Injured Marine finds new ways to fight

ByJOHNETTE HOWARD
July 9, 2014, 11:43 PM

— -- Josh Sweeney was a high school hockey player and, later, a Marine Corps sergeant who served in combat as a sniper for an advance scout unit similar to a SWAT team. But until he stepped on an improvised explosive device while on patrol in Afghanistan in October 2009 and lost both his legs, he had never heard of the Paralympics. That didn't happen until a friend at the San Antonio rehabilitation facility where Sweeney was recovering took him to see a local sled hockey team, the Rampage.

And Sweeney's life changed unexpectedly. Again.

Having found himself back around things he had wrongly thought were lost forever -- the familiar sound of his skate blades scratching on ice, the wet-leather smell of the rink locker room, the sound of the ref's whistle, the speed of the game and collisions -- Sweeney recalls smiling at his friend and saying, "Yep. This is me."

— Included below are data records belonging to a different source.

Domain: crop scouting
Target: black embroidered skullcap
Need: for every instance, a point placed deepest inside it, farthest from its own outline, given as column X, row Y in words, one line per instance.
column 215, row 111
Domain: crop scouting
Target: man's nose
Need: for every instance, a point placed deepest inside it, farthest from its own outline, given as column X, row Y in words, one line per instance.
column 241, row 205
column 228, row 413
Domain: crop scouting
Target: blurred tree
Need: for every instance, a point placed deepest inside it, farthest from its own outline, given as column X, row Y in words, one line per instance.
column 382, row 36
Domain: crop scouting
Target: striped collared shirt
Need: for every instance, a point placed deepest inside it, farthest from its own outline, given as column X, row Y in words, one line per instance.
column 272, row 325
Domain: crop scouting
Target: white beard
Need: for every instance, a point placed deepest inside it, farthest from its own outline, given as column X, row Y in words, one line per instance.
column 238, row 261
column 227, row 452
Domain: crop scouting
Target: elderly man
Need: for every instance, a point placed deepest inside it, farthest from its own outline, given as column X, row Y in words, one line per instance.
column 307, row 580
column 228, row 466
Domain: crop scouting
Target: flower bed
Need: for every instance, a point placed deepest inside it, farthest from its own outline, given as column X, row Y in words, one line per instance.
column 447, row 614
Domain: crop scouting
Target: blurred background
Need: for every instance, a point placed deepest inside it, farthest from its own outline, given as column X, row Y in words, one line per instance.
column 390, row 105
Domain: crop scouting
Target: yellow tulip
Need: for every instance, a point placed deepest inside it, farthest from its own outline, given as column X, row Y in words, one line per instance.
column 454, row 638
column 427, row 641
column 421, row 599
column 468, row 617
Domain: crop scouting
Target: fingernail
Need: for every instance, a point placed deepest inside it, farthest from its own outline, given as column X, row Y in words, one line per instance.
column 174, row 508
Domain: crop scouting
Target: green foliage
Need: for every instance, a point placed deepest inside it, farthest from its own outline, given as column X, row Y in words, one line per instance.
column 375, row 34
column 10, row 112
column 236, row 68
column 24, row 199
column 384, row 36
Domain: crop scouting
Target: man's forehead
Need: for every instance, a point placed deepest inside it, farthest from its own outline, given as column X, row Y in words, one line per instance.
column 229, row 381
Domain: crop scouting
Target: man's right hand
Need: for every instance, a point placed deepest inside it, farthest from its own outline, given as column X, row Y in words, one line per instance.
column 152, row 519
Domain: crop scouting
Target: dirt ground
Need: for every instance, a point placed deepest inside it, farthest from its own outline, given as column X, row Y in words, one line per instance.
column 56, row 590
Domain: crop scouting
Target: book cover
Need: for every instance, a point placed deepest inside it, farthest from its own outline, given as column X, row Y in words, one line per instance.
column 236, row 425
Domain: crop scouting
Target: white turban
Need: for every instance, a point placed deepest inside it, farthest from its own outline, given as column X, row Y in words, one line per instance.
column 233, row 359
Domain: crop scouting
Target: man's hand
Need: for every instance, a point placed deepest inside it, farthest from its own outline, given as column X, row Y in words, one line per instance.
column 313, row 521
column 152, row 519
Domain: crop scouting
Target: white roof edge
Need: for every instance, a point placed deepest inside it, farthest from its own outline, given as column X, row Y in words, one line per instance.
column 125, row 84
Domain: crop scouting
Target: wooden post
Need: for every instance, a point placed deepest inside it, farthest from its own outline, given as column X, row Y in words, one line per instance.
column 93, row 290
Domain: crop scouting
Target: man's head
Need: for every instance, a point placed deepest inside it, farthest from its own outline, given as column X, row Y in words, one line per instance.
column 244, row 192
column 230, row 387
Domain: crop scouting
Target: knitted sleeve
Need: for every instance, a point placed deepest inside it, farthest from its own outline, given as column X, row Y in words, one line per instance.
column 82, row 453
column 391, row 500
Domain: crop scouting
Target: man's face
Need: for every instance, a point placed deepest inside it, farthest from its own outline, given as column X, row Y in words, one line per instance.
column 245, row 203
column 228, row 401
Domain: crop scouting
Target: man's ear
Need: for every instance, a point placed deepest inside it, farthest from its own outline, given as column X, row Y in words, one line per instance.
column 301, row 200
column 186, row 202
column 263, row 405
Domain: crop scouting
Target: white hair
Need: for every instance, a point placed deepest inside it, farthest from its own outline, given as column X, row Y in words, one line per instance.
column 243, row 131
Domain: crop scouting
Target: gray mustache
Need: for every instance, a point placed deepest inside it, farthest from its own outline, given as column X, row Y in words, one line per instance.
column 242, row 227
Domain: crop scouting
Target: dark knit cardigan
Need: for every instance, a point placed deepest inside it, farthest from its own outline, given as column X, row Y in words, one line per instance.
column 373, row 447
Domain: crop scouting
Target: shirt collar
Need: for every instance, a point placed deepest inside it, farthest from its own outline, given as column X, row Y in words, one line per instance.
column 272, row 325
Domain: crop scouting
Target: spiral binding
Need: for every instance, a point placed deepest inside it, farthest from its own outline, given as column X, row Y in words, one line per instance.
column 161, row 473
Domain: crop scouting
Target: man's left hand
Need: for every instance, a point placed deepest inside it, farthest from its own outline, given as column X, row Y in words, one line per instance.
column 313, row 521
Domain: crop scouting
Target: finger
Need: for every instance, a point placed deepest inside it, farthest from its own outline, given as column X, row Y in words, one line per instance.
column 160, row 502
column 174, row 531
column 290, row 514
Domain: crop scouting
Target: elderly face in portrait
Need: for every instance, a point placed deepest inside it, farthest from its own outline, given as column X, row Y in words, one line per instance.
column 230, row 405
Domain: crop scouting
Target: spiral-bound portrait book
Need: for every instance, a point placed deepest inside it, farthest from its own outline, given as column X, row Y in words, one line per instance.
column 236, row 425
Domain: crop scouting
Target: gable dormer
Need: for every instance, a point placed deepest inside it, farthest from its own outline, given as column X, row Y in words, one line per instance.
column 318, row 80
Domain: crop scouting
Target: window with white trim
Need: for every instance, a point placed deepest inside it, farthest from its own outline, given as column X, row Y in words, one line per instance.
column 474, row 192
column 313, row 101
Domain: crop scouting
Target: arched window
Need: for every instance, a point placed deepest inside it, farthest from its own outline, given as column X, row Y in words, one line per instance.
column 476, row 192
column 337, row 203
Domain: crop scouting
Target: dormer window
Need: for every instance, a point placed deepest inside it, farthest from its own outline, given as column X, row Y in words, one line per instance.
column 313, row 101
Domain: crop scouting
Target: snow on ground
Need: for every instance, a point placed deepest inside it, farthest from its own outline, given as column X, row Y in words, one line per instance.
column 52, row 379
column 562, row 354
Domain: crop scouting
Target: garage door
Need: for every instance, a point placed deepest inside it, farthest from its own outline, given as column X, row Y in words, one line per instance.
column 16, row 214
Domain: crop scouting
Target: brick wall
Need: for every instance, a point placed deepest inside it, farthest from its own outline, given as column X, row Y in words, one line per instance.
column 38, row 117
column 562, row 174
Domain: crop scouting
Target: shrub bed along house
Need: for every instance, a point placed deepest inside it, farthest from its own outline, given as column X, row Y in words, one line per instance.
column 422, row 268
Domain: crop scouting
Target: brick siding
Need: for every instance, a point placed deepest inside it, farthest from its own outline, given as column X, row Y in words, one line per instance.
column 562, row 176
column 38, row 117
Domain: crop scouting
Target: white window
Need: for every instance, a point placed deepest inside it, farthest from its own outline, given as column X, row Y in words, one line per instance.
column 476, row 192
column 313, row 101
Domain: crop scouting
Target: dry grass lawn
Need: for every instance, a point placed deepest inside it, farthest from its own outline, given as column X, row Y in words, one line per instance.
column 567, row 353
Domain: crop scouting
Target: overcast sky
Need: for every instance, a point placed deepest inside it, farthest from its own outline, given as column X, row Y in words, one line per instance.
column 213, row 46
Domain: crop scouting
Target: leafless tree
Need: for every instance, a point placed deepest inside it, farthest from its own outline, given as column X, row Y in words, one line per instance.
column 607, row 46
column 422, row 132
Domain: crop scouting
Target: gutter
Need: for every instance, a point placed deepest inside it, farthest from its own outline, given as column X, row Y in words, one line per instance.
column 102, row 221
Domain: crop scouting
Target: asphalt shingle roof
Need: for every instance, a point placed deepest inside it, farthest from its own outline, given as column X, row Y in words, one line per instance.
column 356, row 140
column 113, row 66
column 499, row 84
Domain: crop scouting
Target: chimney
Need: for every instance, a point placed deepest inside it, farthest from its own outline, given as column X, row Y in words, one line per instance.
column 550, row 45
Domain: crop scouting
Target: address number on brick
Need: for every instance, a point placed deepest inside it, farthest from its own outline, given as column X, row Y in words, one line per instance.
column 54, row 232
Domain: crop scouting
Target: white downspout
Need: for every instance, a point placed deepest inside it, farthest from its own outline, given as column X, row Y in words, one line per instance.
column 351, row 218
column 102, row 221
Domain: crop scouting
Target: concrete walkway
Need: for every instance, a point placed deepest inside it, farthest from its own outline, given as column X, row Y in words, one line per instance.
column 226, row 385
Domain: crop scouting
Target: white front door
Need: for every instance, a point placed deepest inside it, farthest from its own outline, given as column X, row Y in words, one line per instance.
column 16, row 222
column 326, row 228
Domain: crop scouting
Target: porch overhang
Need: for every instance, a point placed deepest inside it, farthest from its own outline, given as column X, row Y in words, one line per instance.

By March, Sweeney was a forward and co-captain for Team USA, and he scored the winning goal in the Americans' 1-0 victory over Russia in the gold-medal game at the 2014 Paralympics in Sochi. On July 16, at the 2014 ESPYS in Los Angeles, Sweeney, 27, will be honored with the inaugural Pat Tillman Service Award for his commitment to helping others find a way to navigate their own paths out of difficulties -- perhaps through sled hockey, or maybe through the sort of perspective shift he went through and actively shares.

"Being disabled, I never thought I'd be able to do something like this," Sweeney said. "Getting a Purple Heart [as Sweeney did] is great and all, but being able to go to the Paralympics and represent my country in a different way is better.